After the ebola crisis started to slow down in 2016, the workers centre said they’ve been seeing an increase in the number of Guinean people being deported back to the country.

And while Canada has declared Guinea a safe country to return to, Henaway said that’s not the case. Because there’s rampant poverty, unemployment and political persecution, the country is still inhospitable to Guineans who’ve come to call Montreal home.

“A sanctuary city for me would be being able to work, having access to health care.

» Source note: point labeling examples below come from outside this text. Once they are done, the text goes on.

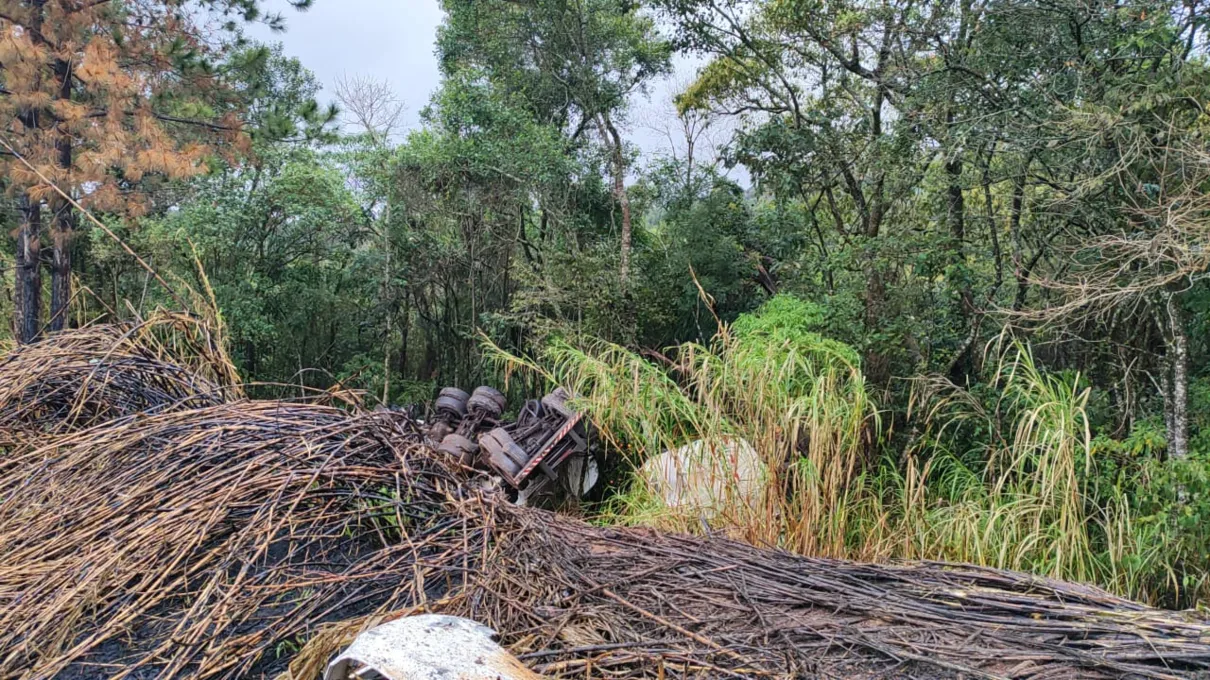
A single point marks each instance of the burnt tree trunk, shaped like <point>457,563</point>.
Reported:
<point>1175,373</point>
<point>620,195</point>
<point>29,274</point>
<point>63,222</point>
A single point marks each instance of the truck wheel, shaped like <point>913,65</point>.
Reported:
<point>502,454</point>
<point>451,403</point>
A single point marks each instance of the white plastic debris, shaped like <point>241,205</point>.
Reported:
<point>427,647</point>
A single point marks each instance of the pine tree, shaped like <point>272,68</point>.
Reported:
<point>103,98</point>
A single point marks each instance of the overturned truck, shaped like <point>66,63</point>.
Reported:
<point>543,456</point>
<point>252,539</point>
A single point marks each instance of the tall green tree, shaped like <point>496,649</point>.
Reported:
<point>99,97</point>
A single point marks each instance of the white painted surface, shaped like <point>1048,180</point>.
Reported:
<point>428,647</point>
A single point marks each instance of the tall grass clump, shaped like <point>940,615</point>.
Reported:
<point>779,439</point>
<point>775,420</point>
<point>1027,507</point>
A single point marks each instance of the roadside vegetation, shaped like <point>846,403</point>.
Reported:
<point>941,269</point>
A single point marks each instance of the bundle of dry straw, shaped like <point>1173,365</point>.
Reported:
<point>249,539</point>
<point>86,376</point>
<point>205,542</point>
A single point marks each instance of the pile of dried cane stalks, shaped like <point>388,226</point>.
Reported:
<point>78,379</point>
<point>253,539</point>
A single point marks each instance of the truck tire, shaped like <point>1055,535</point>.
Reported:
<point>451,403</point>
<point>502,454</point>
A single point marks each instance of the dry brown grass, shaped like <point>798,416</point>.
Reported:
<point>230,540</point>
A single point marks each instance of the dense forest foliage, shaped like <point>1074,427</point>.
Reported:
<point>969,248</point>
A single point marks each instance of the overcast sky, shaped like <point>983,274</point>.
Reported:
<point>392,41</point>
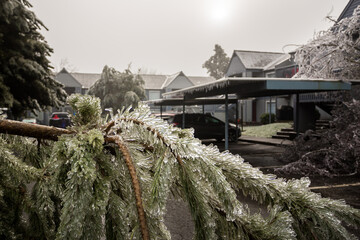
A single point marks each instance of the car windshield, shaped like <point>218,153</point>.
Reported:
<point>212,120</point>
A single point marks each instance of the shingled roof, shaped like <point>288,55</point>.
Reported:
<point>257,60</point>
<point>152,81</point>
<point>86,79</point>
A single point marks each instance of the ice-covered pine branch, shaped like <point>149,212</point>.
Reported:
<point>334,53</point>
<point>89,189</point>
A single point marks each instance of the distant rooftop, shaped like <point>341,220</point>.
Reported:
<point>257,59</point>
<point>152,81</point>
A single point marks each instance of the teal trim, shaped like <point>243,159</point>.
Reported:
<point>306,85</point>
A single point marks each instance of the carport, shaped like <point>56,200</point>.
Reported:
<point>253,87</point>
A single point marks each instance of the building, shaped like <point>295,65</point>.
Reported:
<point>253,64</point>
<point>155,84</point>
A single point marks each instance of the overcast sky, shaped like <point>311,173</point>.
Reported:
<point>168,36</point>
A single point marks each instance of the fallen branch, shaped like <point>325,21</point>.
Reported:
<point>32,130</point>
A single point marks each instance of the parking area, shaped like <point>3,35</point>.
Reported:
<point>264,156</point>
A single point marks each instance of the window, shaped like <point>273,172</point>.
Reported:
<point>154,95</point>
<point>273,107</point>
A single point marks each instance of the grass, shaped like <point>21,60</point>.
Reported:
<point>265,131</point>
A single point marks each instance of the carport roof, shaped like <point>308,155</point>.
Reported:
<point>180,101</point>
<point>260,87</point>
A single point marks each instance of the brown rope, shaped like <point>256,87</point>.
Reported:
<point>135,183</point>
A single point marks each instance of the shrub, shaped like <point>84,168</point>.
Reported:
<point>264,118</point>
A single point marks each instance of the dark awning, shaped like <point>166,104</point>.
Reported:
<point>180,101</point>
<point>260,87</point>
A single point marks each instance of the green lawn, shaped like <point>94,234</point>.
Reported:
<point>266,131</point>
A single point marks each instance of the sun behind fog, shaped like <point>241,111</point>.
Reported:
<point>219,10</point>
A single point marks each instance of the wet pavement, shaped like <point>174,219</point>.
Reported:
<point>264,156</point>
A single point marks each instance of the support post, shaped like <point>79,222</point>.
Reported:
<point>161,111</point>
<point>237,118</point>
<point>297,117</point>
<point>183,121</point>
<point>270,110</point>
<point>242,114</point>
<point>226,121</point>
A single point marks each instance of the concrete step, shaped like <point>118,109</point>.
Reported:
<point>286,133</point>
<point>287,130</point>
<point>284,137</point>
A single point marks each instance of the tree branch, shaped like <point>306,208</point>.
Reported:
<point>159,136</point>
<point>135,183</point>
<point>31,130</point>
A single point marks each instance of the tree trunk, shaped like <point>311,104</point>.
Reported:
<point>31,130</point>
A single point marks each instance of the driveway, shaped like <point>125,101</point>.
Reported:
<point>178,218</point>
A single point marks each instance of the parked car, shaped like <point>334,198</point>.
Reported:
<point>166,116</point>
<point>30,120</point>
<point>60,119</point>
<point>206,126</point>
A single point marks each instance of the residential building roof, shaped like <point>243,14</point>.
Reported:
<point>171,78</point>
<point>86,79</point>
<point>200,80</point>
<point>256,59</point>
<point>277,61</point>
<point>152,81</point>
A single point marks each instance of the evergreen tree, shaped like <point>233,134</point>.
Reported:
<point>118,89</point>
<point>216,65</point>
<point>334,53</point>
<point>113,180</point>
<point>26,81</point>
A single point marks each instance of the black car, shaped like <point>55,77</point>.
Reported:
<point>60,119</point>
<point>206,126</point>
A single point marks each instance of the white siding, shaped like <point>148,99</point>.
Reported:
<point>235,67</point>
<point>179,83</point>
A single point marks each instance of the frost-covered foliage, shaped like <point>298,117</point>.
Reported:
<point>26,78</point>
<point>118,89</point>
<point>114,182</point>
<point>334,152</point>
<point>334,53</point>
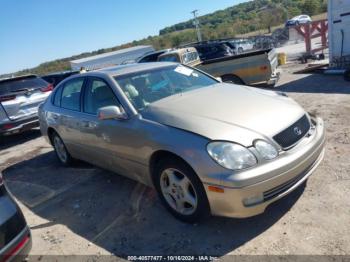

The right to an education would be there for all children without status,” Barry said. “People without status would be able to live without the fear that the police or anyone else would put them at risk by reporting them to immigration services for deportation.”

Since being passed, the declaration has been criticized by community groups who say it’ll remain symbolic until the Montreal police end their collaboration with the CBSA.

“That was never in the cards, and that’s one of the bigger things that we actually have to push for, because really at the end of the day that’s the power within the city,” said Henaway. “It’s what would allow people to stay and not be deported.”

The city never intended to push police to end their collaboration with the CBSA in the initial declaration, and it’s uncertain whether Plante’s administration would push for that.

When asked at a city council meeting on Dec. 11 whether Montreal would consider implementing a “don’t ask, don’t tell” type policy for its police, Plante said an official policy isn’t in place yet.

“However that’s the direction we’ll be moving towards,” she replied. “Whatever happens, we want to make sure we can create a more inclusive city.”

She also said her administration is still in the process of deciding what they’ll do with the sanctuary city declaration. With things still uncertain, she said she doesn’t want to put forward any empty promises that’ll mislead people on the ground.